In [11]:
import numpy as np
import re
import tensorflow as tf
from tensorflow.keras.models import Model
from tensorflow.keras.layers import Input, LSTM, Dense, Embedding
from tensorflow.keras.preprocessing.text import Tokenizer
from tensorflow.keras.utils import pad_sequences
import gensim.downloader as api

# 1. Cargar el Dataset ConvAI2
import os
import requests

dataset_url = "https://raw.githubusercontent.com/huggingface/datasets/master/datasets/conv_ai/convai2/train.txt"
dataset_path = "convai2_train.txt"

if not os.path.exists(dataset_path):
    print("Descargando el dataset...")
    response = requests.get(dataset_url)
    with open(dataset_path, 'wb') as f:
        f.write(response.content)
    print("Dataset descargado.")

# Leer y procesar las conversaciones
def load_and_process_data(filepath, max_pairs=10000):
    input_sentences = []
    output_sentences = []
    with open(filepath, "r", encoding="utf-8") as file:
        for line in file:
            parts = line.strip().split("\t")
            if len(parts) >= 2:  # Solo tomamos líneas con al menos 2 partes
                question = clean_text(parts[0])
                answer = clean_text(parts[1])
                if question and answer:  # Evitar textos vacíos
                    input_sentences.append(question)
                    output_sentences.append(f"<sos> {answer} <eos>")
            if len(input_sentences) >= max_pairs:
                break
    return input_sentences, output_sentences


def clean_text(text):
    text = text.lower()
    text = re.sub(r"[^a-zA-Z0-9\s]", "", text)
    return text.strip()

input_sentences, output_sentences = load_and_process_data(dataset_path, max_pairs=10000)
print("Número de pares de conversación:", len(input_sentences))

# 2. Tokenización
MAX_VOCAB_SIZE = 8000
MAX_LEN = 10

tokenizer = Tokenizer(num_words=MAX_VOCAB_SIZE, filters="")
tokenizer.fit_on_texts(input_sentences + output_sentences)

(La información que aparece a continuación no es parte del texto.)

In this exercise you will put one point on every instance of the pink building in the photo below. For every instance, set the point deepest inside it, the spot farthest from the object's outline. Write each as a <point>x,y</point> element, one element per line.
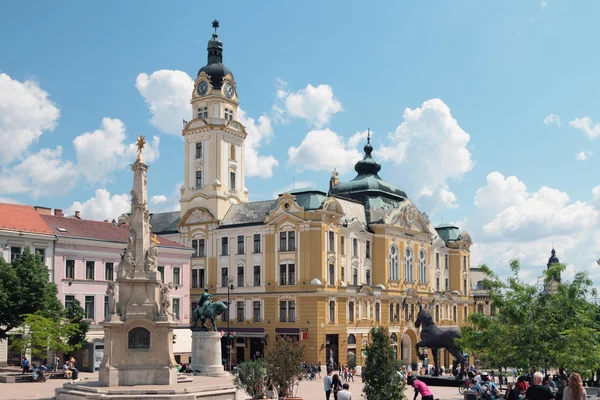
<point>86,258</point>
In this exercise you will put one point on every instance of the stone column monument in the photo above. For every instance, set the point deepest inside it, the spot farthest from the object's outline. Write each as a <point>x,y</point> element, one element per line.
<point>138,332</point>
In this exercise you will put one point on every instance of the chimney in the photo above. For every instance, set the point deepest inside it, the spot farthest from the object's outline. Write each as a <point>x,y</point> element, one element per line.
<point>43,210</point>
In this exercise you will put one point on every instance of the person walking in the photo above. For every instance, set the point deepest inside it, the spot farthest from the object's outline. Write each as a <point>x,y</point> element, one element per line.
<point>327,384</point>
<point>575,390</point>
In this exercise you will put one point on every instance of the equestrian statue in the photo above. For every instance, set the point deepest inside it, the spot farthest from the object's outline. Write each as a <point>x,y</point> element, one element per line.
<point>435,338</point>
<point>206,309</point>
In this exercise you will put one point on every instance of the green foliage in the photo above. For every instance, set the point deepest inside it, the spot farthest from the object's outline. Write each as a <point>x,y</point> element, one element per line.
<point>382,381</point>
<point>25,289</point>
<point>284,360</point>
<point>42,334</point>
<point>555,326</point>
<point>75,314</point>
<point>250,378</point>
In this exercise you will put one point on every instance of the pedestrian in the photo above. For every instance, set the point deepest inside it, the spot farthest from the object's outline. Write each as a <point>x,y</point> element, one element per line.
<point>575,390</point>
<point>327,384</point>
<point>344,394</point>
<point>420,388</point>
<point>537,391</point>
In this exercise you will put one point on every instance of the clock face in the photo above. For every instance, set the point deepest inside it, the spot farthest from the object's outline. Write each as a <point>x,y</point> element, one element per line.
<point>229,90</point>
<point>202,88</point>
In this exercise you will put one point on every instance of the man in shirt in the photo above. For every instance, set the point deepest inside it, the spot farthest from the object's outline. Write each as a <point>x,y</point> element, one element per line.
<point>537,391</point>
<point>344,394</point>
<point>327,384</point>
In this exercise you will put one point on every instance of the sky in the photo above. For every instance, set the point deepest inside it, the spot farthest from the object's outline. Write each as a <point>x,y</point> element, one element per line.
<point>485,112</point>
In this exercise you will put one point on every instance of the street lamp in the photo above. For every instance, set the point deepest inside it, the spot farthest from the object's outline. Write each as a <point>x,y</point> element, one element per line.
<point>230,281</point>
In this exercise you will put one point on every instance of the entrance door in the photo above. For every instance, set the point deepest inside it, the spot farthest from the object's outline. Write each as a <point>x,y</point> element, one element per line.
<point>332,350</point>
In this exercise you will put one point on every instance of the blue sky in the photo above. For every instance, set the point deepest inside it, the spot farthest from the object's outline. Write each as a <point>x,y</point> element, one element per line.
<point>498,68</point>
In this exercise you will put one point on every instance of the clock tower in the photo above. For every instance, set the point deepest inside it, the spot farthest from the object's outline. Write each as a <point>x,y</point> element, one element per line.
<point>214,140</point>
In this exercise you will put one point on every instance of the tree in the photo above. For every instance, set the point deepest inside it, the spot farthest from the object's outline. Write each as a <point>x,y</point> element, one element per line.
<point>284,360</point>
<point>249,377</point>
<point>25,289</point>
<point>75,314</point>
<point>382,381</point>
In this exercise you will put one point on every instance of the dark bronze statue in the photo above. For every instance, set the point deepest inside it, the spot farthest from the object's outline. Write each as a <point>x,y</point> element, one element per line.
<point>206,309</point>
<point>435,338</point>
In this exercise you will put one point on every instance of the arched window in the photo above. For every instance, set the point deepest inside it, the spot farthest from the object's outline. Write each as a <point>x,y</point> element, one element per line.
<point>422,266</point>
<point>394,263</point>
<point>408,264</point>
<point>351,339</point>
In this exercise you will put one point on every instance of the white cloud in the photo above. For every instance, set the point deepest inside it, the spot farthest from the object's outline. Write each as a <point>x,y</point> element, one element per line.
<point>585,125</point>
<point>25,113</point>
<point>102,206</point>
<point>103,151</point>
<point>258,134</point>
<point>583,155</point>
<point>316,105</point>
<point>428,149</point>
<point>167,94</point>
<point>324,150</point>
<point>552,119</point>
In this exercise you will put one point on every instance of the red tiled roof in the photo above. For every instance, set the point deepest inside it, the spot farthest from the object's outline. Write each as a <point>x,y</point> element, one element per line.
<point>97,230</point>
<point>22,218</point>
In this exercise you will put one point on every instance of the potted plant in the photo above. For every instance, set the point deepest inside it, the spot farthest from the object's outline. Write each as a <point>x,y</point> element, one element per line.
<point>250,377</point>
<point>284,360</point>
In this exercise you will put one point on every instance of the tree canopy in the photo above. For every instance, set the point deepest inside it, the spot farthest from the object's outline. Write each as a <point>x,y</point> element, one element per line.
<point>552,325</point>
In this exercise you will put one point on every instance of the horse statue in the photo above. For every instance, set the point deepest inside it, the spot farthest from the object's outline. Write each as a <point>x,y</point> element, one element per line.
<point>206,309</point>
<point>435,338</point>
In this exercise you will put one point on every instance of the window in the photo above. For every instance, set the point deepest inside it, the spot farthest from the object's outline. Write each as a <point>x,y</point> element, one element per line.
<point>257,243</point>
<point>228,115</point>
<point>240,313</point>
<point>69,299</point>
<point>394,273</point>
<point>70,269</point>
<point>332,311</point>
<point>224,277</point>
<point>257,275</point>
<point>89,307</point>
<point>224,246</point>
<point>176,309</point>
<point>109,271</point>
<point>408,264</point>
<point>89,270</point>
<point>256,311</point>
<point>241,244</point>
<point>232,180</point>
<point>422,266</point>
<point>198,179</point>
<point>282,311</point>
<point>240,276</point>
<point>15,252</point>
<point>291,274</point>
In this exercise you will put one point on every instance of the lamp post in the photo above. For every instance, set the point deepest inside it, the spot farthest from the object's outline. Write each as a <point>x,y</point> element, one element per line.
<point>230,281</point>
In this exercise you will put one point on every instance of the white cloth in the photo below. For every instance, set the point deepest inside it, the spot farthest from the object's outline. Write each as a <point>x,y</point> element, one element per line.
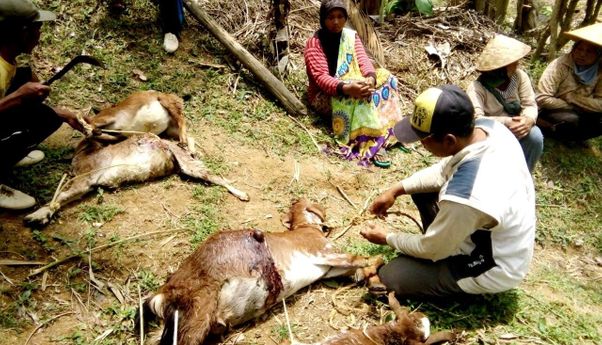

vocab_size = len(tokenizer.word_index) + 1
print("Tamaño del vocabulario:", vocab_size)

encoder_input_seq = pad_sequences(tokenizer.texts_to_sequences(input_sentences), maxlen=MAX_LEN, padding='pre')
decoder_input_seq = pad_sequences(tokenizer.texts_to_sequences(output_sentences), maxlen=MAX_LEN, padding='post')

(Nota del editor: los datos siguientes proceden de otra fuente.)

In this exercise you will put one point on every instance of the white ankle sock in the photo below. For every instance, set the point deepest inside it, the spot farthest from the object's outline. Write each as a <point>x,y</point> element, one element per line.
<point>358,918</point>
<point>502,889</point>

# Targets (decodificador sin token <sos>)
decoder_target_seq = np.zeros_like(decoder_input_seq)
decoder_target_seq[:, :-1] = decoder_input_seq[:, 1:]

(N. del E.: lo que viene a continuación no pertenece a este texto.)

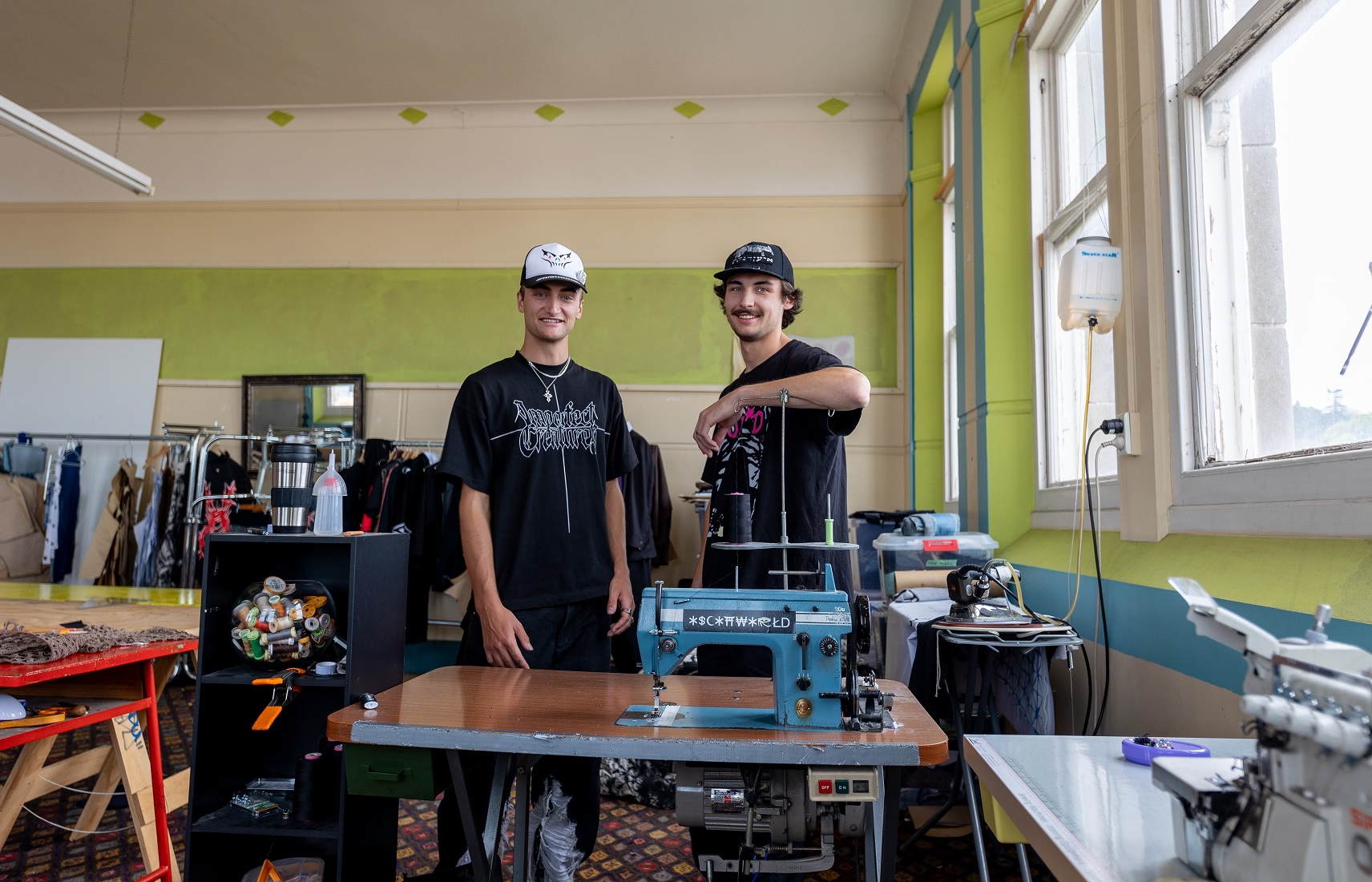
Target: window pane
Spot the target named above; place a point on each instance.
(1289, 236)
(1081, 131)
(1225, 13)
(1065, 368)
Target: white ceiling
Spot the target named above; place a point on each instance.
(63, 54)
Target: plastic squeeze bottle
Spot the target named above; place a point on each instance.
(329, 504)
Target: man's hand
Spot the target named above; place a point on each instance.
(714, 424)
(502, 637)
(620, 601)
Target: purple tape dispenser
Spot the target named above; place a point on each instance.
(1144, 748)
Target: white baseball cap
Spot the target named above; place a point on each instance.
(553, 261)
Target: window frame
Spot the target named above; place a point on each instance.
(1050, 33)
(1298, 494)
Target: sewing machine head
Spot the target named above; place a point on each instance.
(805, 631)
(1294, 812)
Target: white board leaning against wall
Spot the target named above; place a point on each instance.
(83, 386)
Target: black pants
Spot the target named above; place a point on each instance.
(623, 648)
(564, 791)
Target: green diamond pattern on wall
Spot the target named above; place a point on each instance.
(834, 106)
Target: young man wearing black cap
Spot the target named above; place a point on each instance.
(741, 435)
(539, 445)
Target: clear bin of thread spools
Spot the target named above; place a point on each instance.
(276, 620)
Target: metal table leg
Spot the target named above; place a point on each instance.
(486, 864)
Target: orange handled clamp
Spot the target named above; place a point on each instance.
(281, 695)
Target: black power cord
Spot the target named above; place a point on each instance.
(1109, 427)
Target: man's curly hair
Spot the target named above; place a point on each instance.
(786, 291)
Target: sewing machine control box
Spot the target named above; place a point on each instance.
(844, 783)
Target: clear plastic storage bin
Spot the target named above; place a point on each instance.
(898, 553)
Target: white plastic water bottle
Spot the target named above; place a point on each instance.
(329, 504)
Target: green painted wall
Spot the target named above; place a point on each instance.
(641, 325)
(926, 215)
(1277, 572)
(1007, 298)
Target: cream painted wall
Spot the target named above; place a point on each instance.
(815, 231)
(1144, 697)
(780, 146)
(666, 416)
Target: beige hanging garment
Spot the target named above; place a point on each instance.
(21, 530)
(111, 546)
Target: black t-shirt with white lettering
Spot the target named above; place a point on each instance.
(543, 450)
(817, 472)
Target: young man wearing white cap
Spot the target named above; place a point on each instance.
(539, 445)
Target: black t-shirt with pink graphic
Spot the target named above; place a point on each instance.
(817, 473)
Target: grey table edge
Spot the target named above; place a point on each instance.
(1086, 863)
(634, 747)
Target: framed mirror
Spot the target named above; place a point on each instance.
(301, 405)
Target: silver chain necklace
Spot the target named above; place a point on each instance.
(547, 387)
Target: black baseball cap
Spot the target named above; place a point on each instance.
(759, 257)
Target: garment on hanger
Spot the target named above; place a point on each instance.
(21, 529)
(358, 479)
(167, 567)
(146, 531)
(71, 498)
(640, 487)
(662, 509)
(50, 529)
(109, 558)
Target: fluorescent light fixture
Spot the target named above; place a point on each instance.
(62, 142)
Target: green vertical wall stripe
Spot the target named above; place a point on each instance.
(641, 325)
(1006, 272)
(911, 379)
(967, 504)
(926, 269)
(979, 261)
(928, 348)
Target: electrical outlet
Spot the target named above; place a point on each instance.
(1127, 435)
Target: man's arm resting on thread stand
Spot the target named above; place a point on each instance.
(501, 631)
(620, 591)
(829, 389)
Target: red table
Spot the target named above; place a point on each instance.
(115, 683)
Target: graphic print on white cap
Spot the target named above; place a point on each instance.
(553, 262)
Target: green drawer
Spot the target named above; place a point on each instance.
(405, 772)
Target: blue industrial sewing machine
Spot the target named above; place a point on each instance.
(811, 635)
(805, 631)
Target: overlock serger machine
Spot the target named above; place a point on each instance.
(815, 638)
(1301, 811)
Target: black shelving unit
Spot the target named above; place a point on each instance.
(366, 578)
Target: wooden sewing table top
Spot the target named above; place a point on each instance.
(572, 714)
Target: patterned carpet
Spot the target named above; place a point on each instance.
(636, 843)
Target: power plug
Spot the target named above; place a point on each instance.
(1121, 429)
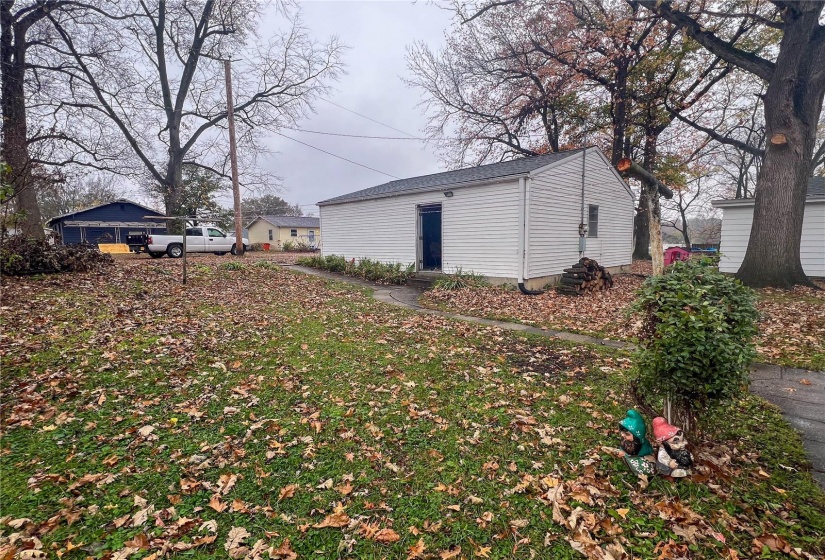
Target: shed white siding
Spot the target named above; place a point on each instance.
(736, 228)
(554, 201)
(479, 228)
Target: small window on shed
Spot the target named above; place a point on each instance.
(593, 221)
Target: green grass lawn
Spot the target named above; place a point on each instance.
(791, 323)
(258, 413)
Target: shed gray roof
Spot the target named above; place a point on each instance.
(101, 205)
(290, 221)
(515, 167)
(816, 191)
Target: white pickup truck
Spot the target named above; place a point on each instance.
(199, 239)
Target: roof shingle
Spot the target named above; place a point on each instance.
(816, 187)
(521, 166)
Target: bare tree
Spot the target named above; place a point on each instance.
(61, 194)
(795, 80)
(152, 70)
(20, 26)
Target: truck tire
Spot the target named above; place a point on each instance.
(175, 251)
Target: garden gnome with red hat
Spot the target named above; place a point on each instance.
(673, 458)
(636, 450)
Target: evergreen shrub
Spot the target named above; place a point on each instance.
(696, 341)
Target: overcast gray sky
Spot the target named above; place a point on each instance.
(377, 34)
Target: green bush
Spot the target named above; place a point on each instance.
(460, 279)
(696, 335)
(20, 255)
(376, 271)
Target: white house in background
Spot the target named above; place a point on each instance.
(515, 221)
(737, 218)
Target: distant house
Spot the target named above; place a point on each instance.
(106, 223)
(737, 219)
(516, 221)
(277, 230)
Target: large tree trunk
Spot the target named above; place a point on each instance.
(655, 222)
(641, 229)
(15, 142)
(793, 102)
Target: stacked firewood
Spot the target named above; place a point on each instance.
(584, 277)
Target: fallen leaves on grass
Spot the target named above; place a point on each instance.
(147, 400)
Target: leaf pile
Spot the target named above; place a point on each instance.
(258, 413)
(21, 255)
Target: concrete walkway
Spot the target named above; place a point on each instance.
(800, 394)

# 3. Preparar Embeddings FastText
embedding_dim = 300
embedding_matrix = np.zeros((vocab_size, embedding_dim))

print("Cargando embeddings FastText...")
fasttext_model = api.load("fasttext-wiki-news-subwords-300")
for word, idx in tokenizer.word_index.items():
    if word in fasttext_model:
        embedding_matrix[idx] = fasttext_model[word]
print("Embeddings cargados.")

# 4. Construcción del Modelo Seq2Seq
n_units = 128

# Encoder
encoder_inputs = Input(shape=(MAX_LEN,), name="encoder_inputs")
encoder_embedding = Embedding(vocab_size, embedding_dim, weights=[embedding_matrix], trainable=False)(encoder_inputs)
encoder_outputs, state_h, state_c = LSTM(n_units, return_state=True, dropout=0.2)(encoder_embedding)
encoder_states = [state_h, state_c]

# Decoder
decoder_inputs = Input(shape=(MAX_LEN,), name="decoder_inputs")
decoder_embedding = Embedding(vocab_size, embedding_dim, weights=[embedding_matrix], trainable=False)(decoder_inputs)
decoder_lstm = LSTM(n_units, return_sequences=True, return_state=True, dropout=0.2)
decoder_outputs, _, _ = decoder_lstm(decoder_embedding, initial_state=encoder_states)
decoder_dense = Dense(vocab_size, activation='softmax')
decoder_outputs = decoder_dense(decoder_outputs)

# Modelo de entrenamiento
model = Model([encoder_inputs, decoder_inputs], decoder_outputs)
model.compile(optimizer='adam', loss='sparse_categorical_crossentropy', metrics=['accuracy'])
model.summary()

# 5. Entrenamiento del Modelo
decoder_targets = np.expand_dims(decoder_target_seq, -1)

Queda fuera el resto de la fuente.